Micrologies

Rousseau et Casanova


S’il fallait trouver, dans son temps, un équivalent à l’Histoire de ma vie de Casanova, ce serait sans aucun doute Les Confessions de Rousseau (dont le Vénitien a pu éventuellement lire les six premiers livres). Il y a quelque paradoxe à comparer ces deux contemporains (Rousseau est né en 1712 et Casanova en 1725), mais les points communs sont indéniables : même jeunesse aventureuse et errante, mêmes fréquentations douteuses : l’archimandrite du Genevois vaut bien le capucin crapuleux avec qui le jeune Casanova se rend à Rome. Même façon, surtout, de reconstruire le passé dans l’écriture ; l’un et l’autre utilisent les codes du roman, Rousseau un peu moins ceux de l’écriture historique. Tous deux, en même temps, créent ce qu’il faut bien appeler d’un terme trop vaste le genre autobiographique, et tous deux (Casanova encore plus) donnent aussi des coups de canif dans le fameux pacte autobiographique de Philippe Lejeune.

Le genre ancien des Mémoires est aristocratique : c’est ce que rappelle Marc Fumaroli en maint endroit (1) ; il prend son sens à l’intérieur d’un lignage : c’est la récapitulation d’une vie, mais aussi un testament moral qui contient des conseils à l’usage des descendants. On voit ici d’autant mieux le caractère novateur de Rousseau et de Casanova : ces deux auteurs plébéiens créent l’autobiographie en arrachant le genre des Mémoires à l’aristocratie. Chez l’un comme chez l’autre, ce projet littéraire inédit n’a pour première ressource que les formes littéraires préexistantes, à partir desquelles l’un et l’autre s’inventent une écriture.

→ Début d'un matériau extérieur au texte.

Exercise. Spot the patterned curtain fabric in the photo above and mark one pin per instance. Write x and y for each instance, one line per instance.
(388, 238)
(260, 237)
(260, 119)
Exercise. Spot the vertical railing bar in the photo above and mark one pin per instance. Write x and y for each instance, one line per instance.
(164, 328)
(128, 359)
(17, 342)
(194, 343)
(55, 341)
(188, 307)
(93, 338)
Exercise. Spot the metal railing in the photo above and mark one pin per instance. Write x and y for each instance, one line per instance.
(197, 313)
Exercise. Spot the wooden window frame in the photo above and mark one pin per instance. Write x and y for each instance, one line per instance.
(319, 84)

On sait par exemple comment le récit de la rencontre entre Rousseau et Mme de Warens, au livre II des Confessions, est tout entier gouverné par des schémas romanesques. Or, voici comment Casanova raconte sa propre rencontre avec Henriette, une de ses grandes passions. C’est pendant un voyage de Rome à Parme, où la jeune femme accompagne un officier hongrois. Il lui demande d’abandonner ce dernier et de poursuivre le voyage avec lui. C’est l’occasion d’un grand discours tenu par le jeune homme, qui développe toutes les ressources de la rhétorique amoureuse, telle qu’on pouvait la trouver dans le roman précieux, et auparavant dans le roman grec. Le sel de cet épisode tient au décalage entre ce ton oratoire et l’argument du discours, plutôt scabreux : laissez-là votre amant et partons ensemble ; pour gage de votre engagement, couchez avec moi. Ce qui est exprimé de la façon suivante : « Je veux être votre amant unique, sous condition cependant, si vous le voulez, que vous ne me rendrez digne de vos faveurs que quand j’aurai su les mériter par mes soins, et par mes attentions, et par tout ce que je ferai pour vous avec une soumission à laquelle vous n’aurez jamais vu l’égale » (2). Tout le vocabulaire de ce discours procède directement de la Carte de Tendre. Il n’est même pas certain qu’on puisse y voir une intention ironique.

La ressemblance s’arrête là : Casanova est tout entier pris dans un élan vers le monde, Rousseau dans l’introversion et la défiance.

1. Voir par exemple La République des Lettres, Paris, 2015, p. 237 sq.
2. Bibliothèque de la Pléiade, t. I, p. 523.